V
La scène du bouquet.

A madame Cheneau, à Saint-Pierre-les-Hauteaux, par Auxerre (Yonne.)

«Ma chère maman,

»Je suis aux cent coups de ne pouvoir pas t’envoyer tout de suite l’argent que tu me demandes par ta lettre du 28 de ce mois. Le blanchissage ne va pas, parce que le monde n’est pas encore revenu de la campagne. Madame Philippe, qui est pourtant une brave femme et le cœur sur la main, n’a pas pu m’avancer une semaine; elle m’a dit d’attendre à mercredi. Attendre avec une petite fille et ne faire que des demi-journées! Ça ne serait rien encore, si j’avais de la santé; mais les reins ont recommencé à me faire mal, et avec ça des étouffements qui me durent quelquefois toute la nuit.

»La petite devient bien gentille, excepté qu’il lui est venu des feux sur la figure depuis huit jours; mais le pharmacien m’a dit qu’il ne fallait pas s’en inquiéter, que cela passerait tout seul. Je crois que c’est la nourriture; Céline n’aura pas un bon estomac, elle aime mieux manger son pain sec qu’avec du hareng ou des radis noirs. Elle me dit d’envoyer des baisers à sa bonne grand’maman de Bourgogne, qu’elle ira voir au printemps prochain. Elle a bon cœur et ne se plaint jamais, quoique la pauvre enfant en ait souvent l’occasion. A la Saint-Charles, elle aura huit ans: c’est tout mignon, un corps blanc comme la neige. J’avais peur qu’elle ne fût nouée; mais, depuis sa dernière maladie, elle s’est bien développée; c’est une grande fille, à présent. Elle aura tes yeux, mais, pour le reste, son père tout craché; et cette ressemblance me met souvent les larmes aux yeux, comme tu penses. Alors, je lui dis: «Céline, va jouer en bas.»

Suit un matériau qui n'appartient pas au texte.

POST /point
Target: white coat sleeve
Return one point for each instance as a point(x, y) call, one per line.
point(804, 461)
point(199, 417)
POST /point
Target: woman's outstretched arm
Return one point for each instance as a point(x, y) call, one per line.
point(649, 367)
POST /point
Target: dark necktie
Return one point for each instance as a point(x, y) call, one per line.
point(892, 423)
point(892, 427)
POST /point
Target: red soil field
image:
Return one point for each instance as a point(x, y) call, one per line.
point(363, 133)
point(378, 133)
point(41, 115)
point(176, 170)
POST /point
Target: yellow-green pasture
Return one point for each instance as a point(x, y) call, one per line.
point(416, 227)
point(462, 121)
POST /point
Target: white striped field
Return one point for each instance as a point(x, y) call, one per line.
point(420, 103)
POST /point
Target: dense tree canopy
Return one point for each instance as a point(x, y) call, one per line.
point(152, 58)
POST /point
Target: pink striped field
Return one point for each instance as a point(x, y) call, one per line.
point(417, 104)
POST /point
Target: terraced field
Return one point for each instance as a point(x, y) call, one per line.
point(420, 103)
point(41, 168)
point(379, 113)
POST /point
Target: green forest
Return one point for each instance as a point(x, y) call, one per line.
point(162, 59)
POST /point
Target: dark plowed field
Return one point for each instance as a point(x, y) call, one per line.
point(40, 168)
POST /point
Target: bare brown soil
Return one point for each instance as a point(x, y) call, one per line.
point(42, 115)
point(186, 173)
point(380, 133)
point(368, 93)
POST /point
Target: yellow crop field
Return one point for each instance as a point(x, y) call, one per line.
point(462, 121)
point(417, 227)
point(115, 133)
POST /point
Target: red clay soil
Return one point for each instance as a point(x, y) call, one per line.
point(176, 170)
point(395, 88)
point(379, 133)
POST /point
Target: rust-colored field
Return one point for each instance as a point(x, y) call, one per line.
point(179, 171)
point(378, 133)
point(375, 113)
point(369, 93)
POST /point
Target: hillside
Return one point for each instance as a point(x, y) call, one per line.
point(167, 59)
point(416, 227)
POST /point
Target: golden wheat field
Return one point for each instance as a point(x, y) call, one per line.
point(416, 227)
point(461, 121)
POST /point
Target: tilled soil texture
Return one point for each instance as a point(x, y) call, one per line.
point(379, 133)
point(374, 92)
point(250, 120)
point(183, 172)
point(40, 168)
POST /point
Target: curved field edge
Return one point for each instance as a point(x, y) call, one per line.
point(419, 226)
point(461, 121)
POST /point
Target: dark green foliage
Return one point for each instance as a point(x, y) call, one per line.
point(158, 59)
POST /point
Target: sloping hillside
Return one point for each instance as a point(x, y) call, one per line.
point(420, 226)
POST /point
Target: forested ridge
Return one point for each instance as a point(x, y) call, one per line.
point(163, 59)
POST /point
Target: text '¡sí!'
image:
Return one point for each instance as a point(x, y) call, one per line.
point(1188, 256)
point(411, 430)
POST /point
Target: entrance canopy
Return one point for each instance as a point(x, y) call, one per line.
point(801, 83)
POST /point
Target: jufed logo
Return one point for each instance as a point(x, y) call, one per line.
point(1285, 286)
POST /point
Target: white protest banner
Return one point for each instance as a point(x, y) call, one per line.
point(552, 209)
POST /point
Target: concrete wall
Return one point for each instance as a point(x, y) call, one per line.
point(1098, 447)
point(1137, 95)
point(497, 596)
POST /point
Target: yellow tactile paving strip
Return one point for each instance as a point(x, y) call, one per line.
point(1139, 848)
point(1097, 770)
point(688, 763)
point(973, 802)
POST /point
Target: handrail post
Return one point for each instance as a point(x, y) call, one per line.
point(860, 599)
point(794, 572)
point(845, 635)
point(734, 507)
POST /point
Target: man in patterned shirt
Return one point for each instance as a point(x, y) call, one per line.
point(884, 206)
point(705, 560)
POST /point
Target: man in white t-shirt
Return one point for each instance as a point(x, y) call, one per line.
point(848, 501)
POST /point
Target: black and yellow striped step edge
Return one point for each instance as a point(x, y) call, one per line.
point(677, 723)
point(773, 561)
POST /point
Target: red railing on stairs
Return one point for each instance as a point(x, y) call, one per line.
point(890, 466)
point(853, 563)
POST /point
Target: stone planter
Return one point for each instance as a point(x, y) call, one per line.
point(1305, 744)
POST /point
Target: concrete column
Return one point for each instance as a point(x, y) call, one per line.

»A propos de son père, j’ai eu une bien malheureuse idée le mois dernier. Tu sais que je ne peux pas m’habituer à l’abandon de cet homme qui m’a tant aimée et que j’ai vu pleurer si souvent à mes genoux. J’ai beau me faire une raison, c’est plus fort que moi. J’ai donc eu l’idée d’habiller la petite en bouquetière et de lui acheter des violettes; je lui avais mis sur la tête le petit bonnet que tu lui as envoyé au premier de l’an, et c’était le coiffeur qui avait arrangé ses cheveux; mais, depuis, je les ai fait couper, car elle en avait trop et ça la fatiguait. Enfin, elle était jolie à croquer, et tu aurais ri de voir ses petites coquetteries déjà.

»Nous sommes sorties toutes deux à trois heures, et nous avons été nous poster dans le faubourg Saint-Honoré. J’avais choisi un beau temps. Quand j’ai vu la porte cochère s’ouvrir, et lui tout seul dans sa voiture, j’ai dit vite à Céline de courir dans l’avenue Marigny et de lui présenter toutes ses violettes en disant: «C’est de la part de Louise!»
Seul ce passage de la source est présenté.